Le but du chercheur n’était certainement pas de faire des recherches sur cette peinture censurée par Facebook, ayant appartenu un temps au psychanalyste Jacques Lacan. Étudiant des lettres échangées entre George Sand et Dumas fils, Claude Schopp est surpris par une coquille dans la transcription d’une missive de Dumas à Sand de juin 1871. L’écrivain, hostile à la Commune, déblatère sur Courbet : « on ne peint pas de son pinceau le plus délicat et le plus sonore l’interview de Mlle Queniault (sic) de l’Opéra ». « Interview ? ça ne voulait rien dire », explique le chercheur.

Il décide de confronter cette transcription au manuscrit conservé à la Bibliothèque nationale de France (BnF). Ce n’est pas « interview » qu’il fallait lire mais « intérieur ». « Ce fut comme une illumination », se souvient le chercheur, qui fait part de sa découverte à Sylvie Aubenas, directrice du département des estampes et de la photographie de la BnF. « Ce témoignage d’époque découvert par Claude me fait dire que nous avons la certitude à 99% que le modèle de Courbet était bien Constance Quéniaux », confie la directrice.
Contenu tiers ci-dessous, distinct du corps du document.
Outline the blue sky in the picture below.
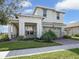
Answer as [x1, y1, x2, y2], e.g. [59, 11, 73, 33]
[20, 0, 79, 24]
[0, 0, 79, 32]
Secret connu de tous à l’époque

Avant la découverte de Claude Schopp, plusieurs noms avaient circulé quant à l’identité du modèle. On a ainsi évoqué Joanna Hiffernan, maîtresse de Courbet durant l’été 1866, dont la rousseur irlandaise et la carnation blanche correspondent peu à ce que dévoile le tableau, ou celui de Jeanne de Tourbey, maîtresse du diplomate ottoman, mais figure trop en vue pour tenir le rôle de modèle. La noirceur de la chevelure de Constance et ses « beaux sourcils noirs », loués par la critique lorsqu’elle dansait à l’Opéra, sont plus conformes à la luxuriante pilosité du modèle, explique Sylvie Aubenas.

Le département des estampes et de la photographie de la BnF conserve plusieurs photos de Constance Quéniaux dont une par Nadar. Pourquoi son nom n’est-il pas apparu plus tôt ? « C’était un secret connu de tous », suggère Sylvie Aubenas. Si Dumas lâche son nom, c’est davantage par ressentiment à l’encontre de Courbet. Avec le temps, Constance est devenue « une femme de bien », « respectable », qui s’adonne aux œuvres philanthropiques. On ne remue pas le passé.

Un autre élément vient corroborer la découverte de Claude Schopp. A la mort de Constance, en 1908, on découvrit lors de la vente de succession un tableau de Courbet représentant un bouquet de fleurs. La composition mêle habilement bouquet et plantes en pots. Sur le côté gauche des fleurs printanières, sur le côté droit des camélias rouges et blancs, « les fleurs vouées aux courtisanes depuis Dumas fils », fait remarquer Sylvie Aubenas. Surtout, au centre, on remarque une plante grasse qui tend vers le spectateur une profonde corolle rouge épanouie et ouverte. « Quel plus bel hommage de l’artiste et du commanditaire à Constance ? », souligne Sylvie Aubenas.